For example, the illustration above was taken from an analysis of the Digit.sta example data set (see also Classification Trees Analysis Example 1: Discriminant-Based Univariate Splits for Categorical Predictors; or Example 1: Pattern Recognition). The goal of the analysis was to accurately predict a single digit number (between 0 and 9) from 7 "noisy" predictors (for a description of how these data were generated, see Breiman et. al., 1984). The final tree results are displayed in the workbook tree browser, which clearly identifies the splitting nodes () and terminal nodes () of the tree. To review the statistics and other information (e.g., splitting rule) associated with each node, simply highlight it and review the summary graph in the right pane. In the example above, split Node 16 identifies a split on Var2: If it is equal to 0, then the respective observations are classified to Node 18 (i.e., they are identified as digit Zero); if Var2 is not equal to 0, then the respective observations are classified as Nine.
The split nodes can be collapsed or expanded, in the manner that most users are accustomed to from standard MS Windows-style tree-browser controls. This is the most efficient method for reviewing complex tree models, and at this time STATISTICA is the only program that incorporates this necessary device to review and present results.
Another useful feature of the workbook tree browser is the ability to quickly review the effect of consecutive splits on the resulting child nodes in an "animation-like" manner. For example, shown below is the summary result from a regression-like analysis. Place the mouse pointer in the left pane and select (highlight) the root node, and then use the arrow keys on your keyboard to move down as the splits are added to the tree.

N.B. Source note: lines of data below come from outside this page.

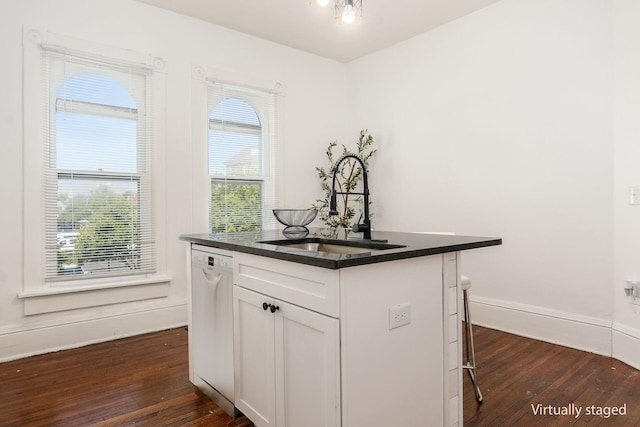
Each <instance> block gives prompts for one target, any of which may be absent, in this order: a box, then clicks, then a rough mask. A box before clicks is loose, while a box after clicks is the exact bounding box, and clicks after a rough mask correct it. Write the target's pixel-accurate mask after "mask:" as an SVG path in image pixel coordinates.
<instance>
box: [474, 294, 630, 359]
mask: <svg viewBox="0 0 640 427" xmlns="http://www.w3.org/2000/svg"><path fill="white" fill-rule="evenodd" d="M470 303H471V309H470V310H471V321H472V322H473V323H474V324H478V325H480V326H486V327H489V328H494V329H499V330H501V331H505V332H510V333H513V334H516V335H521V336H525V337H529V338H534V339H537V340H540V341H546V342H550V343H553V344H559V345H563V346H566V347H571V348H576V349H578V350H585V351H589V352H592V353H596V354H601V355H604V356H612V322H611V321H609V320H605V319H599V318H595V317H589V316H581V315H576V314H573V313H565V312H561V311H557V310H551V309H548V308H544V307H537V306H532V305H527V304H520V303H514V302H511V301H504V300H497V299H493V298H484V297H479V296H471V297H470ZM639 336H640V335H639Z"/></svg>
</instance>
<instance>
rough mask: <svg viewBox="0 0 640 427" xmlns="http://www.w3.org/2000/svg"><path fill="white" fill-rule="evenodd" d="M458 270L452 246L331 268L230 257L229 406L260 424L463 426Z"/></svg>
mask: <svg viewBox="0 0 640 427" xmlns="http://www.w3.org/2000/svg"><path fill="white" fill-rule="evenodd" d="M458 271H459V257H458V254H457V253H450V254H444V255H435V256H425V257H419V258H411V259H403V260H396V261H390V262H384V263H377V264H370V265H362V266H355V267H349V268H343V269H339V270H330V269H324V268H320V267H312V266H308V265H303V264H297V263H293V262H287V261H281V260H274V259H271V258H265V257H260V256H255V255H250V254H245V253H236V254H235V256H234V276H235V281H236V282H235V283H236V286H234V362H235V369H236V372H235V388H236V395H235V403H236V406H237V408H238V409H239V410H241V411H242V412H243V413H244V414H245V415H247V417H248V418H249V419H251V421H253V422H254V423H255V424H256V425H257V426H258V427H264V426H278V427H300V426H305V427H308V426H312V427H315V426H318V427H340V426H344V427H369V426H377V425H380V426H387V425H402V426H405V427H422V426H424V425H427V424H428V425H434V426H436V425H438V426H439V425H442V426H455V425H461V424H462V420H461V414H462V398H461V397H462V381H461V380H462V376H461V369H460V339H459V337H460V321H459V313H458V310H457V307H458V303H459V290H458V289H459V287H458V278H457V272H458ZM265 304H266V308H267V309H266V310H265V309H264V307H265ZM398 305H409V306H410V308H411V316H410V322H409V324H407V325H404V326H401V327H398V328H392V329H391V328H390V327H389V323H390V322H389V316H390V311H389V310H390V308H393V307H396V306H398ZM272 306H275V307H278V309H277V310H275V309H274V312H273V313H272V312H271V307H272Z"/></svg>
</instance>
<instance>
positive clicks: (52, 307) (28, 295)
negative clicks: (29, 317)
mask: <svg viewBox="0 0 640 427" xmlns="http://www.w3.org/2000/svg"><path fill="white" fill-rule="evenodd" d="M170 282H171V278H170V277H168V276H153V277H145V278H140V279H135V280H122V281H120V282H111V283H108V284H106V283H105V284H100V285H96V284H93V285H80V286H77V285H75V286H73V287H71V286H65V287H50V288H46V289H45V288H42V289H38V290H29V291H24V292H21V293H20V294H18V298H20V299H22V300H23V302H24V315H25V316H31V315H34V314H43V313H52V312H56V311H65V310H75V309H79V308H89V307H99V306H103V305H111V304H120V303H126V302H132V301H141V300H148V299H154V298H166V297H167V296H168V295H169V283H170Z"/></svg>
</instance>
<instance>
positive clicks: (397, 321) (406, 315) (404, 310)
mask: <svg viewBox="0 0 640 427" xmlns="http://www.w3.org/2000/svg"><path fill="white" fill-rule="evenodd" d="M409 323H411V305H410V304H398V305H394V306H393V307H389V330H391V329H395V328H398V327H400V326H403V325H408V324H409Z"/></svg>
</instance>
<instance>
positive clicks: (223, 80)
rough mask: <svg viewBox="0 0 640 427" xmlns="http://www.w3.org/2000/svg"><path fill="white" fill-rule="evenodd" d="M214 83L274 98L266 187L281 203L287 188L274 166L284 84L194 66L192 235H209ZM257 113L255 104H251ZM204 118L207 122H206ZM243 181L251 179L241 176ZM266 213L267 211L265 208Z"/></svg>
mask: <svg viewBox="0 0 640 427" xmlns="http://www.w3.org/2000/svg"><path fill="white" fill-rule="evenodd" d="M211 82H218V83H225V84H229V85H233V86H239V87H242V88H247V89H255V90H259V91H263V92H269V93H272V94H273V95H274V110H275V111H274V116H275V117H276V120H275V123H273V124H271V126H274V128H273V133H274V144H275V145H274V146H272V147H269V149H270V150H271V152H272V153H273V154H272V157H271V159H270V160H269V163H268V164H266V165H264V167H265V168H267V171H268V172H267V173H266V174H268V176H269V177H270V178H271V179H270V180H269V181H268V182H267V185H269V186H270V188H269V189H268V190H269V191H272V193H273V195H274V200H276V201H278V200H282V195H283V194H284V193H283V188H284V178H283V176H284V174H283V173H282V172H281V171H279V170H277V169H276V167H275V165H282V164H283V163H282V159H283V150H282V149H281V147H280V146H279V145H280V144H282V140H283V120H282V119H281V118H282V116H283V103H284V97H285V85H284V83H282V82H281V81H278V80H275V79H274V80H265V79H259V78H255V77H254V76H247V75H243V74H241V73H236V72H232V71H227V70H221V69H217V68H211V67H206V66H202V65H194V66H193V68H192V84H191V100H192V104H191V110H192V114H191V120H192V123H191V124H192V126H191V129H192V144H193V157H192V167H191V170H192V182H193V210H192V212H193V216H192V223H193V232H194V233H209V232H210V224H209V199H210V186H211V179H210V178H211V177H210V175H209V169H208V168H209V164H208V150H209V148H208V132H209V111H208V108H207V89H206V87H207V85H209V84H211ZM249 104H250V105H251V106H252V107H253V108H254V109H255V110H256V111H258V109H257V108H256V106H255V105H254V104H251V103H249ZM203 117H204V120H205V121H204V122H203ZM242 180H248V179H247V177H242ZM263 210H264V209H263Z"/></svg>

The splitting of the overall sample into sub-groups (nodes) of increasing purity (homogeneity, or smaller variance) is evident in this illustration.
Navigating (zooming on) the summary tree graph. Of course, you can also navigate the traditional summary tree graph, using the standard STATISTICA zooming tools.

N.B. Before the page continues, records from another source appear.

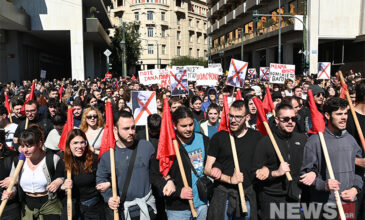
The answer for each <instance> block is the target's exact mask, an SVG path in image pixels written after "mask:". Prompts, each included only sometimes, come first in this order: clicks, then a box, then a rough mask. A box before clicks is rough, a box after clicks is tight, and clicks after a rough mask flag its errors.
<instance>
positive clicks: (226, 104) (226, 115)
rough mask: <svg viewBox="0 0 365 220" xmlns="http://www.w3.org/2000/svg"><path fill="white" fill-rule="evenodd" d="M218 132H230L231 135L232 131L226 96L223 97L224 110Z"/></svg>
mask: <svg viewBox="0 0 365 220" xmlns="http://www.w3.org/2000/svg"><path fill="white" fill-rule="evenodd" d="M218 131H228V132H229V133H231V129H230V128H229V107H228V100H227V96H226V95H223V110H222V113H221V121H220V123H219V127H218Z"/></svg>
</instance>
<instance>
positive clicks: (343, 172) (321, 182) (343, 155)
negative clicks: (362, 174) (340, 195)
mask: <svg viewBox="0 0 365 220" xmlns="http://www.w3.org/2000/svg"><path fill="white" fill-rule="evenodd" d="M324 139H325V142H326V145H327V149H328V154H329V157H330V160H331V165H332V169H333V173H334V175H335V179H336V180H338V181H339V182H340V183H341V184H340V190H339V193H340V194H341V192H342V191H344V190H348V189H350V188H352V187H354V186H356V187H358V189H362V185H363V181H362V178H361V176H360V175H359V174H357V173H355V158H356V157H358V158H361V157H362V153H361V149H360V146H359V145H358V144H357V142H356V140H355V139H354V137H352V136H351V135H350V134H349V133H348V132H347V131H346V130H345V131H342V133H341V134H340V135H339V136H337V135H335V134H332V133H331V132H330V131H329V130H328V129H327V128H326V130H325V132H324ZM310 171H314V172H316V173H317V177H316V179H315V181H314V183H313V187H311V200H312V201H313V202H335V201H336V200H335V197H334V193H333V192H332V191H331V192H328V191H325V183H326V181H327V179H329V173H328V170H327V166H326V162H325V160H324V156H323V153H322V147H321V143H320V140H319V135H318V134H316V135H312V136H311V137H310V138H309V139H308V141H307V143H306V145H305V146H304V155H303V165H302V168H301V174H304V173H308V172H310Z"/></svg>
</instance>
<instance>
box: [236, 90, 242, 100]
mask: <svg viewBox="0 0 365 220" xmlns="http://www.w3.org/2000/svg"><path fill="white" fill-rule="evenodd" d="M236 100H243V98H242V93H241V90H240V89H237V92H236Z"/></svg>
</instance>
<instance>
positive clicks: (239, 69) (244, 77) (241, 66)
mask: <svg viewBox="0 0 365 220" xmlns="http://www.w3.org/2000/svg"><path fill="white" fill-rule="evenodd" d="M247 66H248V63H247V62H244V61H240V60H235V59H231V65H230V66H229V71H228V77H227V82H226V84H227V85H231V86H235V87H240V88H242V87H243V85H244V82H245V78H246V72H247Z"/></svg>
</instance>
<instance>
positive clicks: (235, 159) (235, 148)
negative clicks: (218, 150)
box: [229, 134, 248, 213]
mask: <svg viewBox="0 0 365 220" xmlns="http://www.w3.org/2000/svg"><path fill="white" fill-rule="evenodd" d="M229 139H230V141H231V148H232V155H233V162H234V167H235V169H236V170H237V172H241V171H240V165H239V163H238V157H237V149H236V142H235V141H234V138H233V135H232V134H229ZM238 191H239V194H240V199H241V208H242V212H244V213H247V212H248V211H247V204H246V199H245V192H244V191H243V184H242V183H238Z"/></svg>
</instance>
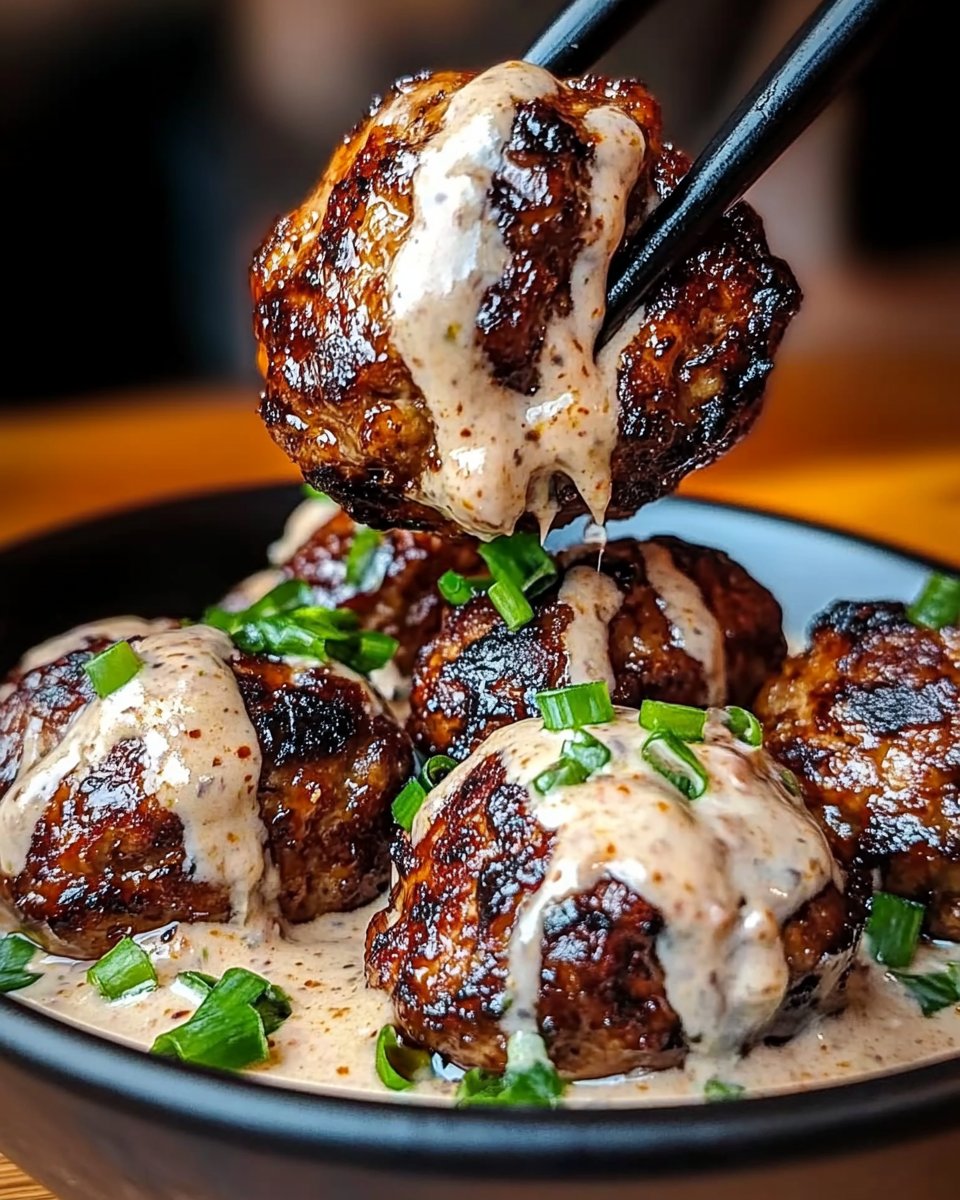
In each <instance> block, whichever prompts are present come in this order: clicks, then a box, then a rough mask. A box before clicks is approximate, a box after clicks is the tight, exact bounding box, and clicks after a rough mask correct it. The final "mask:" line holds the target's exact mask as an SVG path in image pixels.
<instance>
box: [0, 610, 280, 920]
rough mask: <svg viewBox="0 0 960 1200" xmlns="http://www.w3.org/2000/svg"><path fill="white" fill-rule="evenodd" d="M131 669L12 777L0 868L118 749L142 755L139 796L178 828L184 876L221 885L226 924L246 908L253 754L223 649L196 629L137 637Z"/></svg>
mask: <svg viewBox="0 0 960 1200" xmlns="http://www.w3.org/2000/svg"><path fill="white" fill-rule="evenodd" d="M136 653H137V655H138V656H139V659H140V660H142V662H143V666H142V668H140V671H139V672H138V673H137V674H136V676H134V677H133V678H132V679H130V680H128V682H127V683H125V684H124V685H122V686H121V688H118V690H116V691H114V692H112V694H110V695H109V696H107V697H104V698H100V697H95V698H94V700H92V701H90V702H89V703H88V704H86V706H85V707H84V708H83V709H82V712H80V713H79V714H78V716H77V719H76V720H74V721H73V722H72V725H71V726H70V727H68V728H67V731H66V733H65V736H64V737H62V739H61V740H60V743H59V744H58V745H56V746H55V748H54V749H53V750H52V751H50V752H49V754H47V755H44V756H43V757H41V758H37V760H35V761H32V762H31V763H30V764H29V766H28V768H26V769H22V772H20V774H19V775H18V778H17V780H16V781H14V784H13V785H12V786H11V788H10V790H8V791H7V793H6V794H5V796H4V798H2V800H0V868H2V871H4V872H5V874H7V875H10V876H16V875H18V874H19V871H20V870H22V869H23V866H24V865H25V863H26V857H28V852H29V848H30V841H31V839H32V835H34V829H35V827H36V823H37V821H38V820H40V818H41V816H42V815H43V812H44V811H46V809H47V805H48V804H49V802H50V799H52V798H53V796H54V794H55V792H56V791H58V788H59V787H60V785H61V784H64V782H65V781H66V780H67V779H68V778H70V776H74V778H78V776H83V775H86V774H89V773H90V772H91V770H94V769H96V767H97V766H98V764H100V763H102V762H103V760H104V758H106V757H107V756H108V755H109V754H110V751H112V750H113V749H114V748H115V746H118V745H119V744H120V743H122V742H126V740H136V742H138V743H140V745H142V748H143V751H142V754H143V787H144V792H145V794H148V796H151V797H155V798H156V800H157V802H158V803H160V804H162V805H164V806H166V808H169V809H172V810H173V811H175V812H176V815H178V816H179V817H180V820H181V822H182V826H184V847H185V852H186V859H187V862H186V864H185V869H186V870H188V871H191V872H192V875H193V877H194V878H197V880H198V881H210V882H216V883H221V884H226V886H227V888H228V890H229V895H230V905H232V911H233V916H234V918H235V919H236V920H239V922H242V920H244V919H245V918H246V916H247V914H248V912H250V911H251V907H252V906H254V905H256V900H257V898H256V895H254V893H256V890H257V888H258V886H259V883H260V880H262V877H263V875H264V854H263V847H264V844H265V832H264V828H263V824H262V822H260V818H259V808H258V803H257V787H258V784H259V778H260V767H262V755H260V749H259V744H258V742H257V734H256V731H254V730H253V726H252V725H251V721H250V718H248V716H247V713H246V709H245V707H244V702H242V698H241V696H240V690H239V688H238V684H236V678H235V676H234V673H233V670H232V668H230V658H232V655H233V653H234V652H233V646H232V643H230V641H229V638H228V637H227V636H226V635H224V634H222V632H221V631H220V630H216V629H211V628H210V626H206V625H190V626H186V628H182V629H180V628H176V629H166V630H162V631H158V632H152V634H148V635H146V636H144V637H143V638H142V640H140V641H138V642H137V644H136Z"/></svg>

These tools can be used to review all details of large and complex tree graphs.
The classic (Breiman et. al., 1984) classification and regression trees algorithms can accommodate both continuous and categorical predictor variables (see also, Computational Details). However, in practice, it is not uncommon to combine such variables into analysis of variance/covariance (ANCOVA) like predictor designs with main effects or interaction effects for categorical and continuous predictors. This method of analyzing coded ANCOVA-like designs is relatively new and, to date, only available in STATISTICA GC&RT as well as GCHAID. However, it is easy to see how the use of coded predictor designs expands these powerful classification and regression techniques to the analysis of data from experimental designs (e.g., see for example the detailed discussion of experimental design methods for quality improvement in the context of the Experimental Design module of Industrial Statistics).
Note: the user interface and methods for specifying designs in GC&RT are identical to those used in GLM, GRM, GLZ, PLS, and GDA (a comprehensive description of the analysis syntax for specifying ANOVA/ANCOVA-like designs is presented in the context of GLM). Hence, a great advantage of this method for analyzing data is that identical predictor designs can be applied using these very different methods for analyzing regression-type problems [e.g., via General Linear Models (GLM), various Generalized Linear/Nonlinear Models (GLZ), Partial Least Squares (PLS) methods, or General CHAID Models (GCHAID)] or classification-type problems [e.g., via General CHAID Models (GCHAID),General Discriminant Analysis (GDA) models, or applicable Generalized Linear/Nonlinear Models (GLZ)].Note: there are four different types of tree-building algorithms available in STATISTICA: CHAID (Kass (1980; see General CHAID Introductory Overview), C&RT (Breiman, Friedman, Olshen, and Stone, 1984; see General Classification and Regression Trees), and QUEST (Loh and Shih, 1997; see Classification Trees Analysis); see also CHAID, C & RT, and QUEST for additional details.